Toggle American Heritage etymologies American Heritage Dictionary (1)

  1. Middle English, past participle of fraughten, to load, from fraght, cargo; see freight, and from Middle Dutch vrachten, to load (from vracht, freight; see aik- in Indo-European roots).

Toggle Century etymologies Century Dictionary (2)

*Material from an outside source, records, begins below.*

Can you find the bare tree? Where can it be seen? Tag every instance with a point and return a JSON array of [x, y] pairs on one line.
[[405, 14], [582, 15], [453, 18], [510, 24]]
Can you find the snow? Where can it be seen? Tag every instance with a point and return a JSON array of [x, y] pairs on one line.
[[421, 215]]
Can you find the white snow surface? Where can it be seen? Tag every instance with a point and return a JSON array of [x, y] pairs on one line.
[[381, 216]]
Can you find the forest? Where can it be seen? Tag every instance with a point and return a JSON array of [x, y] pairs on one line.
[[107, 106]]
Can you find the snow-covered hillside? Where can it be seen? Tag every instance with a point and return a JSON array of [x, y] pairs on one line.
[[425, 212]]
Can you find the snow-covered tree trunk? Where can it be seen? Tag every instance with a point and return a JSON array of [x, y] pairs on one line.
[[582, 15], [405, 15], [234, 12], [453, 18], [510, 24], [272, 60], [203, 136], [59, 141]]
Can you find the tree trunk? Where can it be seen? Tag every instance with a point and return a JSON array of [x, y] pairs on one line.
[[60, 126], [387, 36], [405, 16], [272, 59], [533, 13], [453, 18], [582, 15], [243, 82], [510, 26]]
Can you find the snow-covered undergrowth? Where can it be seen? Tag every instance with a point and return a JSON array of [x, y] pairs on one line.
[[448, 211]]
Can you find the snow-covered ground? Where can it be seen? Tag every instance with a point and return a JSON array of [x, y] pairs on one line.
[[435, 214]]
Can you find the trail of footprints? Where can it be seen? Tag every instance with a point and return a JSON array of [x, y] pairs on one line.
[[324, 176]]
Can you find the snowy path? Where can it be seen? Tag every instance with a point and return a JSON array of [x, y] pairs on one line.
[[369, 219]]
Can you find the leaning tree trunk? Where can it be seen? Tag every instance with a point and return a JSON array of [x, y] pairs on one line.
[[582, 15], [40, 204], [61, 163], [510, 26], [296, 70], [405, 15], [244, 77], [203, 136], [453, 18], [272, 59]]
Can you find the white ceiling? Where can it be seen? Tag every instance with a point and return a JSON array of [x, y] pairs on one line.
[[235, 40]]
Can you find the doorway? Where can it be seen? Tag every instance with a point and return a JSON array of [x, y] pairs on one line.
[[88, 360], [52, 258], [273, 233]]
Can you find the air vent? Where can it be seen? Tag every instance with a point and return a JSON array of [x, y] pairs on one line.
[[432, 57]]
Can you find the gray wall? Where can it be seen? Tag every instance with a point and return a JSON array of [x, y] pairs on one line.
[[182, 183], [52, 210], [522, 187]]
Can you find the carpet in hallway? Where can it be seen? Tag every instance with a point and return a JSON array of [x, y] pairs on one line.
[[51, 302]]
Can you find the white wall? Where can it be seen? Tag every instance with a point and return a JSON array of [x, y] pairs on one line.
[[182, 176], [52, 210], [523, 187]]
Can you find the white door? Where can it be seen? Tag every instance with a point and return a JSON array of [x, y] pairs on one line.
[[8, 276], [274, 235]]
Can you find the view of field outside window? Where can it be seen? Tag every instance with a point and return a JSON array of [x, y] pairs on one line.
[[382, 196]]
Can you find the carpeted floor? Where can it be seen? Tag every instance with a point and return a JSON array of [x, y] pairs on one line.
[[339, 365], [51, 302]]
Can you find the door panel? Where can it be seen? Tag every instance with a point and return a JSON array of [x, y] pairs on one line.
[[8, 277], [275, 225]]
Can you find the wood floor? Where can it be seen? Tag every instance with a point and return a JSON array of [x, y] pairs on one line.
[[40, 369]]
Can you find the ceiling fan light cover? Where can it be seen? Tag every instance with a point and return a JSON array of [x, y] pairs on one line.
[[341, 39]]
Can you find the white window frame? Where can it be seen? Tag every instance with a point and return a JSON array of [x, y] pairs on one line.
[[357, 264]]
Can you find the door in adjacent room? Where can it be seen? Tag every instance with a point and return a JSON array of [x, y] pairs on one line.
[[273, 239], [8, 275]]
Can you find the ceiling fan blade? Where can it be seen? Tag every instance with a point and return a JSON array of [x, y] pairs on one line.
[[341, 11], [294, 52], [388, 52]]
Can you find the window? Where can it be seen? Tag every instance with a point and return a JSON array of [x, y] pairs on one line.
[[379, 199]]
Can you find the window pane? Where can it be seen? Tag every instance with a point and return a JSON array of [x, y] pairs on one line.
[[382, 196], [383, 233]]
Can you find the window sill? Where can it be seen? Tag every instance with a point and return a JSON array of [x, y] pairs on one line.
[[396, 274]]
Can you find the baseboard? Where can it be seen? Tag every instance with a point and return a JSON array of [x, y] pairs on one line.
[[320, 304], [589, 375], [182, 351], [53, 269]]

  1. from Middle English fraught, frauʒt, fragt, a load, cargo, freight, freight-money (in this sense with a variant freight, freyt, freythe: see quot. under def. 2), from Dutch vracht = Middle Low German vrucht, vrecht, vracht, Low German, fracht (later G. fracht = Danish fragt = Swedish frakt), a load, cargo, freight, apparently orig. the freight-money, = Old High German frēht, gain, profit, reward ( later gi-frēhtōn, earn, gain), prob. = Gothic (Moesogothic) as if *fra-aihts from fra- = Old High German far-, fir- = Anglo-Saxon for-, English for-, + Gothic (Moesogothic) aihts = Old High German ēht = Anglo-Saxon ǣht, property, possessions, literally what is owned, from Gothic (Moesogothic) aigan = Anglo-Saxon āgan, have, own: see owe, own. From the Low German come Old French frait, fret, French fret = Portuguese frete = Spanish flete (Middle Latin frecta, fretta), freight, freightage, to which is due the change of vowel, from fraught to late Middle English and modern English freight: see freight.
  2. from Middle English fraughten, frauʒten, rare except in the past participle fraught, which remains the most common form (in the fig. sense) in modern English; = Dutch be-vrachten = Middle Low German vrachten = German frachten, from Danish fragte = Swedish frakta, lade, load, fraught; from the noun.